Kaiser chief: Systematic, uniform healthcare reform needed now
George C. Halvorson, chairman and CEO, Kaiser Foundation Health Plan and Kaiser Foundation Hospitals
CHICAGO—The U.S. healthcare system needs to quickly implement widespread, systematic reform to improve patient outcomes and reduce massive costs, which are currently approaching 20 percent of the gross domestic product (GDP), according George C. Halvorson, chairman and CEO of Kaiser Foundation Health Plan and Kaiser Foundation Hospitals.

"While we are living in challenging times, while the country seems to be moving in a series of good directions in healthcare reform, those movements are accompanied by a lot of resistance and frustrations," Halvorson declared during his keynote presentation at the Healthcare Information and Management Systems Society (HIMSS) conference this week.

Healthcare has been the fastest growing segment of the U.S. economy, consuming $2.5 trillion dollars over 10 years, and on a path to consume 20 percent of the total GDP. Many economists predict that "unless we slow its growth, healthcare costs are going to have a crippling effect, preventing the economy from sufficiently recovering," Halvorson said.

"Despite all these expenses, 50 million Americans remain uninsured and 20 million are underinsured, and we need to cover everyone in America, as part of the recovery package" he added. "In the process of implementing universal healthcare, we need to fix the delivery of care."

He said that the current healthcare system is inconsistent, uncoordinated, unmeasured--a marginally accountable non-system of care in which care is purchased by the piece, not the package. There are 18,000 billion codes for procedures, and not one billing code for a cure. "We sell pieces of care, with fees for individual units of care," Halvorson noted.

Several recent studies have highlighted the inefficiencies in the U.S. healthcare system:

  • A Commonwealth Fund study examined five million insurance claims over five years to examine how much was spent on avoidable considerations, such as hospital-acquired infections.
  • A Milliman analysis reviewed what U.S. healthcare expenses would be if best practices were implemented uniformly.
  • A Wenneburg study identified the geographic regions with lowest cost, highest-quality healthcare, and discovered the distinct variations between regions for procedures like cardiac surgery.

"Each of the studies concluded that if the United States practiced better healthcare, we could save half a trillion dollars a year--which was determined to be the cost of not getting care right," Halvorson said. "Each of the studies came up with 20 to 30 percent savings against the cost of care." However, he dismissed suggestions of cost-shifting or rationing care as a solution. "Before we ration care, we need to improve care," he said.

Halvorson advocated for a systematic approach to replace the current localized model. In his estimation, a systematic approach includes medical best practices, caregiver coordination, consistent follow through for individuals and real-time computers to improve care delivery to help coordinate the caregiver towards best practices.

"We reward our best institutions for doing things well by giving them less money," he said. "For example, facilities performing less imaging are rewarded through fewer reimbursements. Conversely, a hospital which unintentionally imparts an infection, bills for a $100,000. It's really hard to encourage healthcare facilities to alter their current methodology when the only reward is less money."

The Rand Foundation examined the medical records of 20,000 Americans to observe their treatment, finding that adults are treated properly close to 50 percent of the time and children are treated properly 46 percent of the time. In looking at diabetes, the fastest growing U.S. condition consuming 32 percent of Medicare costs, the Rand Study found that diabetics were treated properly approximately 8 percent of the time.

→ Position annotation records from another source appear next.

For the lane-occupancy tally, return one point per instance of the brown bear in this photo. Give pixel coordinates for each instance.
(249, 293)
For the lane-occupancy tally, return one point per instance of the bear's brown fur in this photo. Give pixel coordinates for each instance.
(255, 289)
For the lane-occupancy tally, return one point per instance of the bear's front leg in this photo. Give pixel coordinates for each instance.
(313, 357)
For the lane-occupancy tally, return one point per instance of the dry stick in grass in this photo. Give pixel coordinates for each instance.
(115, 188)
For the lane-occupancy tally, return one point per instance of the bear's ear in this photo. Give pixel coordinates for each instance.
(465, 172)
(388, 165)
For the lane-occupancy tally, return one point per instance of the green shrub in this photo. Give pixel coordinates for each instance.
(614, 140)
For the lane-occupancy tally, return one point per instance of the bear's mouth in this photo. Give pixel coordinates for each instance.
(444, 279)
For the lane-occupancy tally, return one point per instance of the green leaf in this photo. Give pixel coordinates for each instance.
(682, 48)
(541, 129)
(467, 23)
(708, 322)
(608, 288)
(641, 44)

"If 8 percent was raised to 80 percent, we would cut the amount of kidney failure in half," he noted.

Halvorson also said that cost distribution of care is not evenly distributed because 1 percent of the population is responsible for 35 percent of healthcare costs. "This is a relatively small number of people, spending all of the care dollars. For example, if we completely eliminated breast cancer, it would eliminate 3 percent of the total costs to healthcare," he added. "Patients with five co-morbidities see approximately 17 doctors within separate practices, which typically means separate medical records, separate care coordination."

Paper medical records still store most care data in America. "Paper records are incomplete, inactive, illegible, inaccessible, inert and completely inadequate as a basis of care. This is tragic way to deliver healthcare in this country," Halvorson said.

"We need computerized, interactive data, which is constantly available," he said, adding that simply putting data on a computer is not enough because that data also needs to be patient focused, complete, accessible and linked to care improvement programs.

Regarding the American Recovery and Reinvestment Act, he noted that while investing more money into heath IT and EMRs, it would be "breathtakingly stupid" to put healthcare data on the computer to end up with the same sets of isolated, inaccessible, unconnected data that we now have with paper records.

"Caregivers need all the data on all patients all the time," he concluded.